In many local and state elections it is difficult to raise significant funding through grassroots support alone, but even more so when the opposing candidates have well funded interest groups on their side.
This massive funding comes in through a variety of means, but the most common is simply that a politician is aligned with an interest group’s ideas. In some cases this is not a problem. In Rust Belt states with heavy union influence, labor unions usually represent constituents and have a reasonable amount of influence over their politicians. But in others, it can look like a national organization trying to swing small elections to elect favorable candidates.
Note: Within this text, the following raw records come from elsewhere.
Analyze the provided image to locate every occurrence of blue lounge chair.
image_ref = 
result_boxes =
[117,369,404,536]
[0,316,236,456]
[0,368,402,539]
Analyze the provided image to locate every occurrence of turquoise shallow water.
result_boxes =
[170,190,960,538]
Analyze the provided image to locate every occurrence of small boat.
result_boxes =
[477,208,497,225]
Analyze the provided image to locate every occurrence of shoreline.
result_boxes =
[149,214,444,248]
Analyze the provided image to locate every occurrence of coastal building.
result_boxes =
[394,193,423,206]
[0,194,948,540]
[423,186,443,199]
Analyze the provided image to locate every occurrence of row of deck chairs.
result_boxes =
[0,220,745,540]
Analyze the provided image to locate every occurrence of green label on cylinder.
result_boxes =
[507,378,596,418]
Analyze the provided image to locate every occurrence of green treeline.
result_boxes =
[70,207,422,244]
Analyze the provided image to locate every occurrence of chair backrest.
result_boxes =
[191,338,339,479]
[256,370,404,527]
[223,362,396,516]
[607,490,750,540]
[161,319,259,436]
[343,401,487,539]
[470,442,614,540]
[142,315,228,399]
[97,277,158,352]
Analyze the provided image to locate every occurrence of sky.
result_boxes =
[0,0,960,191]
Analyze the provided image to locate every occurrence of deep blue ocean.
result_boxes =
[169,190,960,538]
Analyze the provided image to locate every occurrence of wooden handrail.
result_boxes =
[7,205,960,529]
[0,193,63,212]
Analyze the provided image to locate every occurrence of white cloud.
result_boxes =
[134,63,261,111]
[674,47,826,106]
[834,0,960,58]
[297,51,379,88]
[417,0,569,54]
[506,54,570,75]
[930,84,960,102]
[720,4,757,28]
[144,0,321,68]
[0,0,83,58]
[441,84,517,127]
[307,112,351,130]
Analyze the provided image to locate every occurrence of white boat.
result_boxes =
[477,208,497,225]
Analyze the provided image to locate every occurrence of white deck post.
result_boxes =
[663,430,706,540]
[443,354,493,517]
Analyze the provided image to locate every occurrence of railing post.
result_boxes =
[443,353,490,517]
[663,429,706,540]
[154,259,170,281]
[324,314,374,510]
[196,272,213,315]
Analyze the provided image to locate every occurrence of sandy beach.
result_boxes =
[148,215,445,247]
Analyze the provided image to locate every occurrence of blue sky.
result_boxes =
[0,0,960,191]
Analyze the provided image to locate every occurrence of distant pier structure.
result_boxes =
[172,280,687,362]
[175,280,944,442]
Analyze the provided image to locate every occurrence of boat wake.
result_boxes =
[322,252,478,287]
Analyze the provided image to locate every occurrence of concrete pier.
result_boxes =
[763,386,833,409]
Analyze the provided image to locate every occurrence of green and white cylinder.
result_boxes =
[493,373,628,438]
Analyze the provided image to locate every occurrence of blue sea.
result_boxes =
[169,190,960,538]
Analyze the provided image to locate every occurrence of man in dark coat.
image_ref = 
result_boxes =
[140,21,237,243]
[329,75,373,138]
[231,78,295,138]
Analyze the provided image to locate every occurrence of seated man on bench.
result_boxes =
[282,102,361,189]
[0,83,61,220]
In the 2014 U.S. Senate elections, there were 10 competitive seats, and in the funding for these 10, 71% of all funding came from “Dark Money.” “Dark money” is the loophole that corporations and interest groups exploit. As long as there is no coordination with candidates, organizations classified as non-profit interest groups have no limit on donations to candidates. For context, the limit on small donors is $2,800. If this seems like an easy way to funnel massive donations into a campaign, that’s because it is.
The largest single campaign spending, unsurprisingly, comes from the presidential election, around $2.4 billion in 2016.
Hundreds of millions in funding comes to candidates through Super Pacs, which allow massive donations to go to candidates circumventing campaign contribution limits. And some candidates even circumvent this flimsy system by just financing themselves.
In the 2020 election, over $1.1 billion has already been raised, and over half of this money is coming out of the pockets of two candidates — Tom Steyer and Mike Bloomberg. Steyer has raised less than $2,500,000 in small donors, and Bloomberg hasn’t raised a cent. In the three months he has been campaigning, Bloomberg has spent more than Trump and Sanders combined have over four years. It’s easy to see why this makes it so hard to compete using only donations from constituents or grassroots donors.
This system is not democracy. It’s bribery.
There is a good reason only 15% of campaign funding for Congress comes from small donors. Why would candidates care about small donors when they do nothing for them on a funding level? Having so much money flowing through our government leads to corruption. The government will never represent the people unless the people are the ones controlling the government.
The McCain-Feingold Act was one of the greatest pieces of legislation of our century until it was overturned by the Supreme Court. Until we find a way to replace it, our elections will continue to be bought. America needs to be a place where support comes from supporters and not from donors. The only way to do that is to return elections back to the people.